Hackers used tools apparently stolen from the U.S. National Security Agency to cripple hospitals across England Friday, forcing doctors to turn away patients in what the United Kingdom’s Prime Minister Theresa May says was just one part of a widespread international assault.
By Friday evening, 16 National Health Service providers had found “ransomware” on their networks informing people that their data had been encrypted and would remain so until they paid a $300 ransom in the cryptocurrency bitcoin. More than 57,000 computers across 74 countries, including Spain, Portugal, Russia, and Taiwan, were rapidly infected by similar ransomware Friday, researchers found. Russia appears to have been hit the hardest by the attacks.
The unprecedented attack was reportedly enabled by hacking tools thought to have been originally developed by the NSA, which an entity by the name of “Shadow Brokers” stole and leaked to the internet back in April. Experts have variously dubbed the malware used in the Friday attack “Wanna-Cry,” “WanaCypt0r,” or “Wanna Decryptor,” and believe it exploits a vulnerability in Microsoft’s Windows operating system to invisibly move from computer to computer. And unlike many other forms of malware, it can spread on its own — it doesn’t need humans to, for example, click on fake email attachments.
Microsoft released a patch to fix its operating system’s vulnerability months ago, but it appears that the NHS and several other systems have yet to adopt it.
May stressed that hackers had not sought to specifically target the NHS, highlighting what Andrea Zapparoli Manzoni called “haphazard fashion” of the attack.
“This particular ransomware contains a vulnerability, called Eternal Blue, which was developed in U.S. intelligence circles and was then stolen,” Manzoni, who is a senior manager in the Information Risk Management division of Kpmg Advisory in Italy, told Reuters. “That gives you an idea about why the level is risk is particularly high.
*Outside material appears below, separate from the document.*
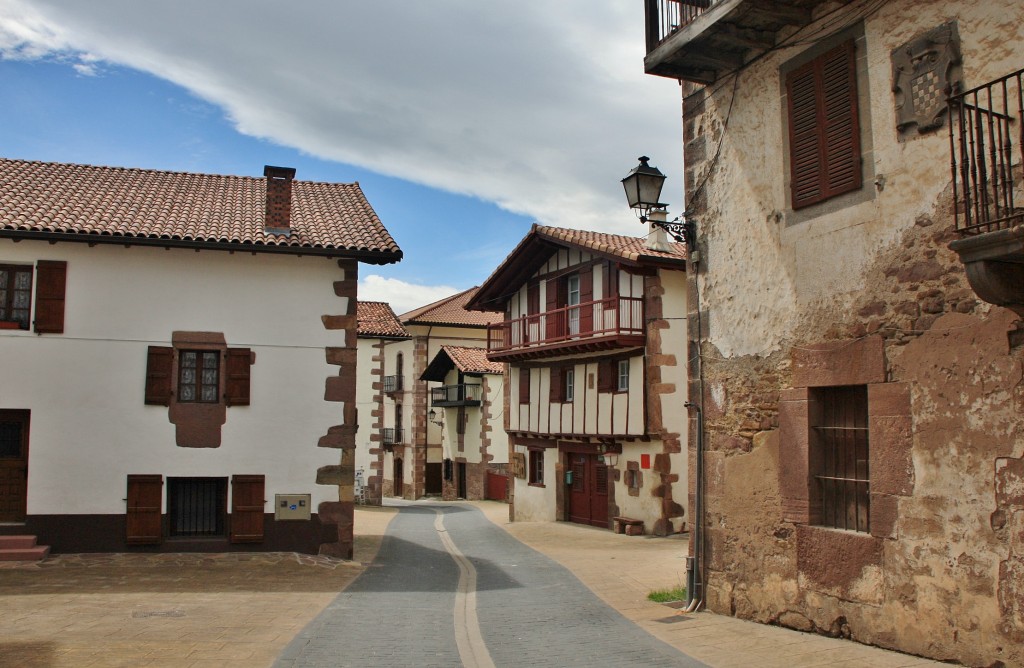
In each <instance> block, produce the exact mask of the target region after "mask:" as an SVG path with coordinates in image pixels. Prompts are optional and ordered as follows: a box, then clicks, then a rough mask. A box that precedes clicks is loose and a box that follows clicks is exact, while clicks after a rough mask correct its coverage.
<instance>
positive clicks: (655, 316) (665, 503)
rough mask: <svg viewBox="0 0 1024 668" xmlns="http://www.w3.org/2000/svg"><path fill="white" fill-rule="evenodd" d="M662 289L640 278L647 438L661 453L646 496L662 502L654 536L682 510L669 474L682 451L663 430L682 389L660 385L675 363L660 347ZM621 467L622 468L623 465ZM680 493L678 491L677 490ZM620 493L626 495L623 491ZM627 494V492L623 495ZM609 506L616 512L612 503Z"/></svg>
mask: <svg viewBox="0 0 1024 668" xmlns="http://www.w3.org/2000/svg"><path fill="white" fill-rule="evenodd" d="M664 295H665V287H664V286H663V285H662V277H660V275H656V276H648V277H644V312H645V316H646V319H647V328H646V331H647V354H646V356H645V358H644V360H645V362H646V365H647V368H646V370H645V376H646V379H647V430H648V432H649V433H650V434H651V435H654V436H656V437H658V439H659V440H660V442H662V452H660V453H659V454H657V455H655V456H654V463H653V468H652V469H651V474H652V475H653V476H654V481H655V482H654V485H652V486H651V491H650V494H651V495H652V496H654V497H657V498H658V499H660V500H662V511H660V517H658V519H657V520H656V521H655V523H654V526H653V527H652V528H651V531H652V532H653V534H654V535H655V536H668V535H669V534H672V533H675V529H674V528H673V521H672V520H673V519H674V518H679V517H683V516H685V512H686V511H685V509H684V508H683V506H682V504H680V503H679V501H677V500H676V499H675V497H674V490H675V488H676V484H677V483H679V477H680V475H679V472H678V471H673V470H672V457H670V455H673V454H679V453H681V452H682V450H683V446H682V439H681V434H679V433H676V432H672V431H669V430H668V429H666V427H665V420H664V419H663V410H664V409H663V405H664V404H665V403H666V402H669V401H671V400H672V399H674V398H678V401H676V402H675V404H676V405H677V406H674V408H675V409H678V410H685V409H683V406H682V403H683V396H682V394H683V393H682V388H679V387H676V385H675V383H669V382H664V381H663V379H662V368H663V367H667V366H673V367H674V366H676V365H677V364H678V361H677V360H676V357H675V356H673V354H667V353H666V352H665V348H666V347H667V346H665V345H664V344H663V332H666V331H667V330H668V328H669V323H668V321H667V320H665V318H664V312H663V296H664ZM624 465H625V464H624ZM612 476H613V481H614V483H615V484H614V485H611V486H609V488H610V489H609V493H613V492H614V488H616V487H618V484H620V483H622V473H621V471H620V470H617V469H616V470H615V471H614V472H613V473H612ZM680 491H681V490H680ZM624 492H626V491H625V490H624ZM626 493H627V494H628V492H626ZM609 503H611V504H612V506H613V507H614V508H615V510H616V514H617V506H614V500H613V499H611V500H610V501H609Z"/></svg>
The aim isn’t to hit any specific country but to strike as widely as possible to make money.”
Within the UK, the attack forced healthcare providers to cancel appointments and tell people in affected areas to seek medical care only in case of emergency.
According to screenshots of the attack posted online, victims’ computers display a message telling victims they have three days to hand over the $300 in bitcoins. “After that the price will be doubled,” the message reads. “Also if you don’t pay in seven days, you won’t be able to recover your files forever.”
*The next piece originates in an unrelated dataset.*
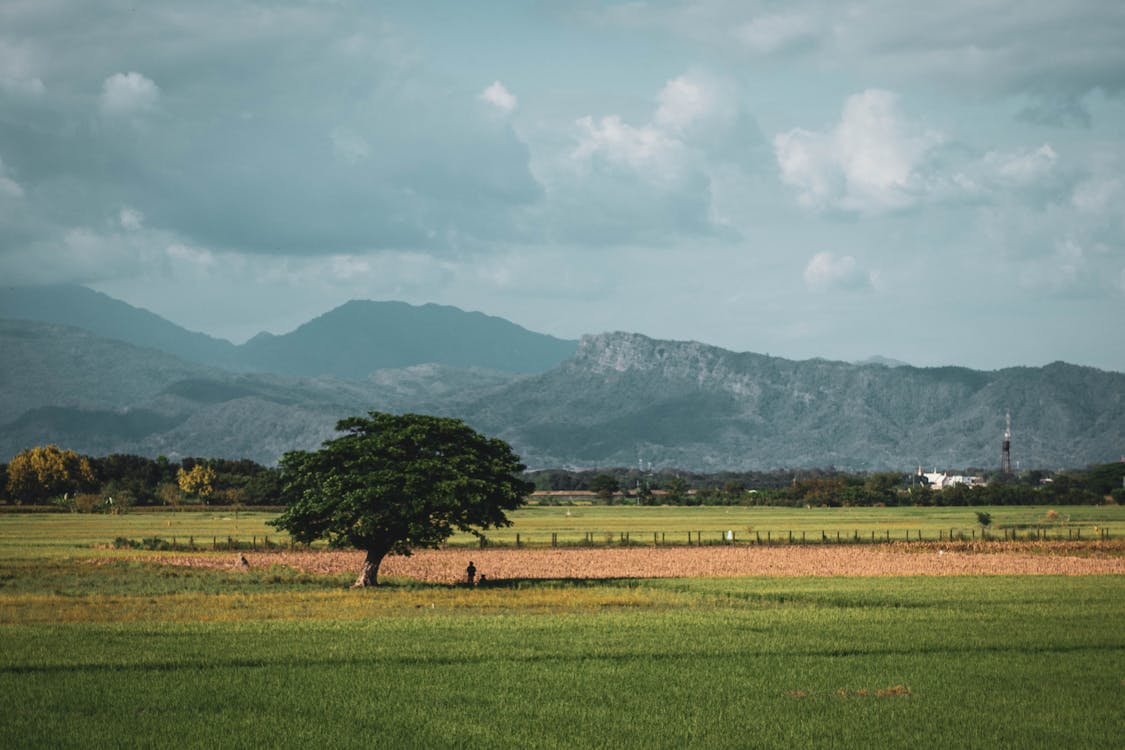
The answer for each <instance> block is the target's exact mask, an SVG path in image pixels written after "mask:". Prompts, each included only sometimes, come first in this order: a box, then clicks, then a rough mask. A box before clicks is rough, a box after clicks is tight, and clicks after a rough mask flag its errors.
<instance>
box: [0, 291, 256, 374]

“The danger with paying the ransom is there’s no guarantee they’ll recover their encrypted data and this only makes ransomware more successful in the long run for hackers,” David Kennerley, Director of Threat Research at the American internet security firm Webroot, said in a statement.
FedEx and Spain’s telecommunications giant Telefonica were also reportedly targeted, but so far, the attack doesn’t appear to have actually affected their services.
David Gilbert contributed reporting to this story.